The way we think about it is by treating engineering metrics as leading indicators, then tying them to business outcomes at the team, initiative, and product level. For example:
cycle time, review time, deployment frequency, and rework rate show how efficiently value moves through the system
incidents, rollback rate, and change failure rate show the quality cost of that speed
then you connect those signals to business KPIs like feature adoption, customer retention, revenue impact, SLA performance, and cost to deliver
So the real question is not “did AI generate more code?” but “did AI help this team ship the right work faster, with less risk, and with better business results?”
That is the layer we think is still missing in most of the market.
Most team track usage , but not what actually makes it to production. This kind of visibility could really help cut wasted spend . Curious if it also highlights why some AI generated PRs don't get shipped?
Waydev
@caleb_bennett1 Exactly. Most AI dashboards stop at usage. The real question is what gets merged, shipped, and creates value. And yes, this kind of visibility should also show where AI-generated PRs get stuck, in review, rework, or abandonment, which is where a lot of wasted spend hides.
Looks really cool.
How do you compare against https://macroscope.com/ ? I like 1) their github integration and the code suggestions, 2) the the sprint analysis.
Waydev
@ty_robb Really good product.
From what I’ve seen, Macroscope is strongest as a GitHub-native AI layer: very fast GitHub setup, PR and commit summaries, code review, fix suggestions, and lightweight sprint/status reporting.
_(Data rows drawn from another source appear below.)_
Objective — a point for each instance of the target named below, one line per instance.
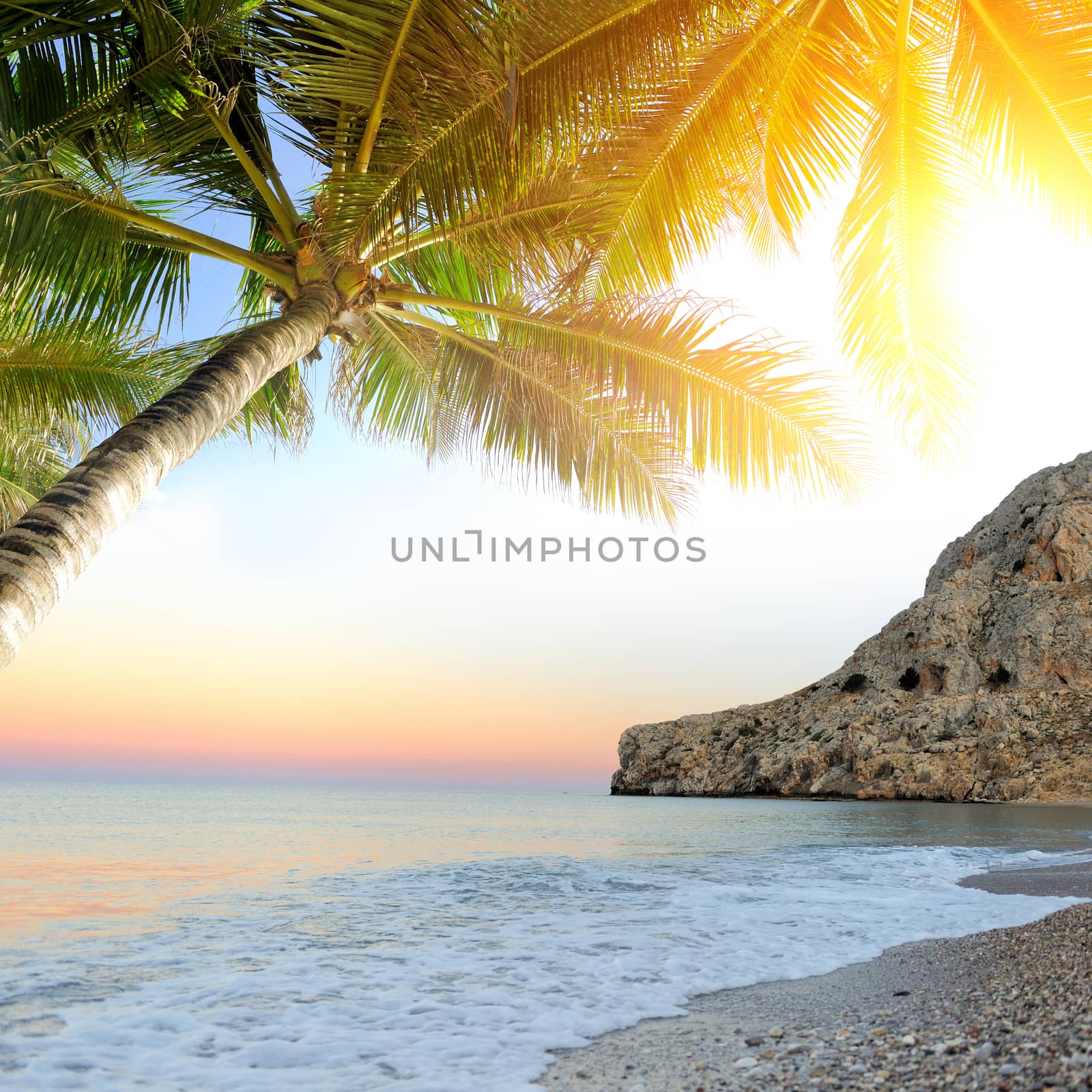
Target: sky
(250, 622)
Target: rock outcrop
(980, 691)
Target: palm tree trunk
(55, 541)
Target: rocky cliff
(980, 691)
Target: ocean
(250, 939)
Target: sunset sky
(251, 624)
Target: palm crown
(508, 196)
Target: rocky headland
(980, 691)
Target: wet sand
(1006, 1010)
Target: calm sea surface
(213, 938)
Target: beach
(1004, 1010)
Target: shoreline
(1006, 1010)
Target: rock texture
(980, 691)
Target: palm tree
(508, 194)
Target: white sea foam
(459, 977)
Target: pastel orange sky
(251, 622)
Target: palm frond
(528, 92)
(34, 453)
(735, 407)
(520, 411)
(1020, 81)
(899, 321)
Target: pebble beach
(1006, 1010)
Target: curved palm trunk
(55, 541)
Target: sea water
(255, 939)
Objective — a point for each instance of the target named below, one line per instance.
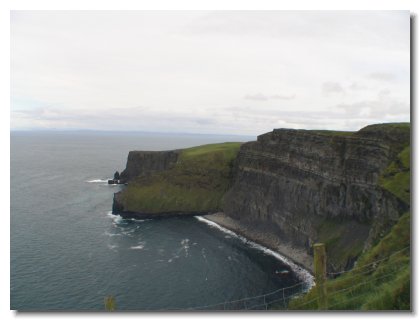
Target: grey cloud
(375, 109)
(332, 87)
(263, 97)
(283, 97)
(356, 86)
(258, 97)
(382, 76)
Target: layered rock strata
(307, 186)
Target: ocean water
(68, 252)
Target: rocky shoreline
(266, 239)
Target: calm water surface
(68, 252)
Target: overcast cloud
(209, 72)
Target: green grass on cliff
(196, 183)
(381, 278)
(379, 281)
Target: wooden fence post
(109, 303)
(320, 266)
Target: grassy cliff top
(196, 183)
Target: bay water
(68, 252)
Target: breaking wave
(303, 274)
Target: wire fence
(281, 297)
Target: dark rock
(295, 181)
(116, 175)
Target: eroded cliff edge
(319, 186)
(295, 187)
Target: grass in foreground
(379, 281)
(196, 183)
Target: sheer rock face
(140, 163)
(293, 181)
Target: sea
(68, 252)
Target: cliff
(295, 187)
(171, 183)
(141, 163)
(319, 186)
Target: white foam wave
(109, 234)
(303, 274)
(140, 246)
(112, 247)
(117, 218)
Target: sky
(224, 72)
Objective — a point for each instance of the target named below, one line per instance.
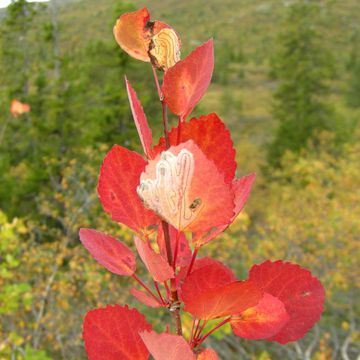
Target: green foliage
(353, 93)
(64, 62)
(303, 66)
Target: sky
(5, 3)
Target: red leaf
(205, 278)
(112, 333)
(184, 251)
(302, 294)
(144, 298)
(241, 188)
(119, 177)
(140, 120)
(225, 300)
(109, 252)
(157, 266)
(207, 354)
(213, 138)
(167, 347)
(133, 32)
(186, 82)
(173, 186)
(261, 321)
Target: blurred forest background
(287, 84)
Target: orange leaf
(167, 347)
(302, 294)
(186, 82)
(207, 277)
(109, 252)
(173, 186)
(241, 188)
(134, 31)
(261, 321)
(210, 134)
(157, 266)
(18, 108)
(119, 177)
(225, 300)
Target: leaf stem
(219, 325)
(146, 288)
(176, 249)
(197, 335)
(158, 88)
(159, 292)
(192, 261)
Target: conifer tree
(303, 66)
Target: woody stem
(175, 304)
(175, 311)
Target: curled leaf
(109, 252)
(112, 333)
(165, 49)
(134, 32)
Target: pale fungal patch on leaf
(164, 49)
(168, 193)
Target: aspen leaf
(119, 178)
(302, 295)
(112, 333)
(261, 321)
(157, 266)
(186, 82)
(167, 347)
(109, 252)
(173, 186)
Waydev is broader. We connect engineering data across GitHub, GitLab, Bitbucket, Azure DevOps and Jira, then go beyond suggestions into DORA, sprint risk/capacity, DX, AI adoption, AI impact, AI ROI, and resource planning.
So I’d frame it simply:
if you want an AI reviewer living inside GitHub, Macroscope looks strong
if you want to understand whether engineering, including AI tools, is actually improving delivery, planning, quality and ROI across the org, that’s where Waydev is much deeper
On the sprint side specifically, Waydev is very explicit there: velocity/sprint reporting, scope creep, capacity issues, forecasted sprint risk, plus Jira-based sprint visibility.
Is this for big enterprise or even for small startups?
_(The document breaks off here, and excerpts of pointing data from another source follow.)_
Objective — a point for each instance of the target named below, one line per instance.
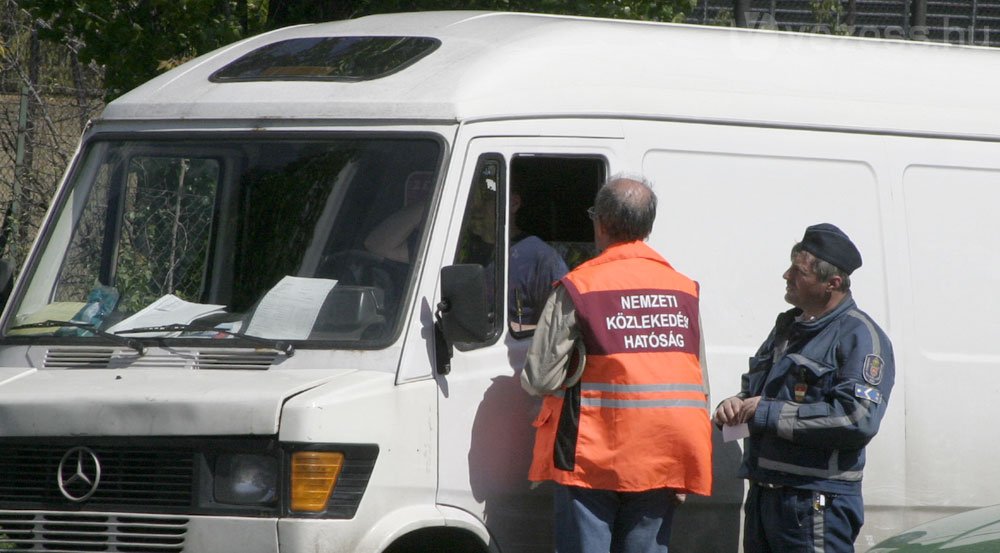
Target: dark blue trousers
(792, 520)
(602, 521)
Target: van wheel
(437, 540)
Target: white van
(262, 313)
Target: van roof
(511, 65)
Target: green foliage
(648, 10)
(136, 39)
(828, 15)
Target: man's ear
(836, 282)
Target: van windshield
(289, 238)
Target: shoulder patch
(867, 392)
(872, 371)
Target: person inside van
(533, 264)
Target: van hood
(149, 402)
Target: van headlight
(245, 479)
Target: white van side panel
(733, 200)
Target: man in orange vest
(624, 430)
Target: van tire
(434, 540)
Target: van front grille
(79, 533)
(130, 476)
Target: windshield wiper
(123, 340)
(285, 347)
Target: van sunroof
(356, 58)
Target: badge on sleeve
(873, 369)
(867, 392)
(800, 392)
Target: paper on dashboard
(169, 309)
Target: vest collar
(626, 250)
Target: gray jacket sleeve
(545, 370)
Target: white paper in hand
(735, 432)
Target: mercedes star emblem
(79, 474)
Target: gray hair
(626, 207)
(824, 270)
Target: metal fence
(971, 22)
(46, 98)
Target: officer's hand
(727, 413)
(747, 409)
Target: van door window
(550, 232)
(482, 239)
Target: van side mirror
(6, 281)
(463, 313)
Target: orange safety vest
(638, 418)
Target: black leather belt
(769, 485)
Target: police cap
(830, 244)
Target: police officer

Also I didnt find the pricing model. Not sure what I missed.
Waydev
@zabbar Hi Zabbar, great question. We built Waydev with enterprise needs in mind, but it can absolutely be valuable for startups too, especially teams that want visibility into what AI is actually helping ship.
Our best fit today is usually companies with 50+ engineers, but we’re happy to talk with smaller teams as well.
On pricing, you didn’t miss anything, we’re not listing it publicly yet. It depends on team size and setup, but happy to share details if you want to take a look.
This hits a real blind spot. Everyone is adopting AI coding tools, but almost no one can tie usage to actual shipped value.
Waydev
@christian_onochie Exactly. Adoption was the easy part. The hard part is proving what changed in production, for speed, quality, and ROI.